The Next Word Prediction (NWP) Algorithm

Basic N-gram models calculate conditional probability of the (n)th word based on (Maximum Likelyhood) estimate of (n-1) words sequence
Smoothing methods “reduce” probability mass of occurring sequences and “assign” reasonable probabilities to sequences that didn't occur in the corpus
Considered various smoothing methods like “backoff”, “interpolated”, “Good-Turing Estimate”, “Absolute Discounting” and “Kneser-Ney Smoothing”
Finally settled down to “Generalized Lauguage Models (GLM)” based on “t sequences” (Typology Lauguage Models) of Jugend forscht project
This model splits word sequences \( w_{i-n+1}^{i} \) into (n-1) different t sequences, \( (t_{i-n+1}^{i}, t_{i-n+2}^{i}, ..., t_{i-1}^{i}) \) and then calculates conditional probability of each sequence and aggregates them
GLM achieves reduction of data sparsity, by replacing every word in a sequence (except 1st and last word) with a wildcard (*) word. Hence this model yields better results for unseen sequences, than any other Smoothing Model including Kneser-Ney
Reference - https://west.uni-koblenz.de/sites/default/files/BachelorArbeit_MartinKoerner.pdf

The Next Word Prediction (NWP) Shiny App

Let's say, you are given a phrase (hope you get) and you have to determine the Probability of word (to). GLM t-sequence model works this way,

P(ML) (to|hope * *) = c(hope * * to)/c(hope * *)   # Derived from (Quadgram) and (Trigram)
P(ML) (to|you *) = c(you * to)/c(you *)            # Derived from (Trigram) and (Bigram)
P(ML) (to|get) = c(get to)/c(get)                  # Derived from (Bigram) and (Unigram)

P(ML) (to|hope you get) = mean(P(ML) (to|hope * *), P(ML) (to|you *), P(ML) (to|get))

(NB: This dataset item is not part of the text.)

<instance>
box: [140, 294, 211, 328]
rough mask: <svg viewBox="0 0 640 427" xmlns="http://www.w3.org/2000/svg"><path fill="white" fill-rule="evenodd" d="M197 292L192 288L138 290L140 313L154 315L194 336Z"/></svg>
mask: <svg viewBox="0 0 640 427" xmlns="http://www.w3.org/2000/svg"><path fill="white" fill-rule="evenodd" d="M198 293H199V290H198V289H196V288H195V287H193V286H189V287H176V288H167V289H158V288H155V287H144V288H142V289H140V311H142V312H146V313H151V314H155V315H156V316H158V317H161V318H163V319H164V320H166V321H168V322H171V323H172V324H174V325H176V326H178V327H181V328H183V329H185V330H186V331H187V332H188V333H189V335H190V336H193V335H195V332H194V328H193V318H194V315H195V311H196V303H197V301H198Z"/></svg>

The app can be accessed by URL https://narenshukla.shinyapps.io/predictNextWordApp/
The code is available at https://github.com/NarenShukla/predictNextWordApp
You enter the Sentence, for which, you want the App, to Predict the Next Word. You have to Press (Fetch Results) Button to See Results. The app takes the last 3 words. And tries to predict the Next Word. If it can't do that, it will take last 2 words. Else, it takes the last Word
This will trigger the backend logic. You will get the message … Running Prediction Logic. Once it's done, the results are displayed in the Main Panel
You see 2 types of results. One, A WordCloud of Predicted Words. Two, Predicted Words along with their Probabilities and Percents, in Descending Order. The app also lists some of the phrases, previously tried out
I am sure you will be amazed by this App !!!